Unanswered: Easing server load for many-record queries
Hi, I'm thinking of starting a new website where people submit their own ratings of products. For example, users would give ratings of 8/10 or something.
Then I'd want to calculate averages of all the submitted ratings. But if there are thousands of ratings, won't it be lots of load on the server to calculate averages of thousands of records?
Is there a less load-intensive method of this?
I was thinking maybe having another table that holds the accumulated total of ratings. So if there are 5 people who rate the product, say their ratings are 9, 10, 10, 9, 8, then this other table will store the cumulative total (9+10+10+9+8) and the number of ratings (5). Then when I want to calculate the average, it will be easy on the server. Except every time someone adds a rating, I have to add that to the cumulative total, and the number of ratings.
Is that a viable solution? Is there a better way?
Thank you very much for any guidance you can offer. I'm new to database design.
But querying around 10,000 records for one page isn't heavy on the server?
At what point should I start worrying about its load on the server, 10,000 records? 20,000?
Everything of course depends on the data volume, data size, hardware specs and your load. It is probably not a problem to do something like SELECT AVG(something) FROM whatever WHERE some_id=some_value, not even if there are thousands of rows that must be scanned each time the query runs. However, if you have a lot of different IDs (in your example, that would probably be product_id, so it depends on the number of products) and each of them have thousands of ratings, it might become a problem. In such a case, the server might need to read rows from disk often since it cannot cache them all. On the other hand, the problem might not be as big as you think. Consider a situation in which you have 500 products and 25,000 "ratings" for each product. The table simply holds pairs of (product, rating) values. Possibly you want a user id or something in there too, to enforce a maximum of one vote per user and product.
Okay, let's see:
The table contains (product, rating, user); product and user are BIGINTs (8 bytes each) and rating is TINYINT (1 byte). 17 bytes per row + some overhead. Say 50 bytes per row including indices. It's very likely that less space is required.
50 bytes x 500 products x 25,000 ratings per product = 600 MB. (I hope this is a correct answer; please correct me if not!) I think it's very likely that you can perform at least one SELECT AVG... query per second with such a setup and data volume on relatively modern hardware.
Originally Posted by bboy_vitasoy
And if it does become a problem, what are some standard solutions to this problem?

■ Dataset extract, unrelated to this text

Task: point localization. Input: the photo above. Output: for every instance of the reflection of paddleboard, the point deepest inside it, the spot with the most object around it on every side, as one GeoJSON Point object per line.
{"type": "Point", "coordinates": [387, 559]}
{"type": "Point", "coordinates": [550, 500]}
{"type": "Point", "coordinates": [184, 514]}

Well, as you suggested: summary tables. You would probably want to (or at least I would!) have triggers for inserts, deletes and updates to make sure that the summary table(s) is kept consistent at all times. If you have a high SELECT/INSERT ratio, summary tables are less costly than reading thousands of rows each time. Instead, the query simply finds a row by primary key and reads the "value" column – in almost no time at all.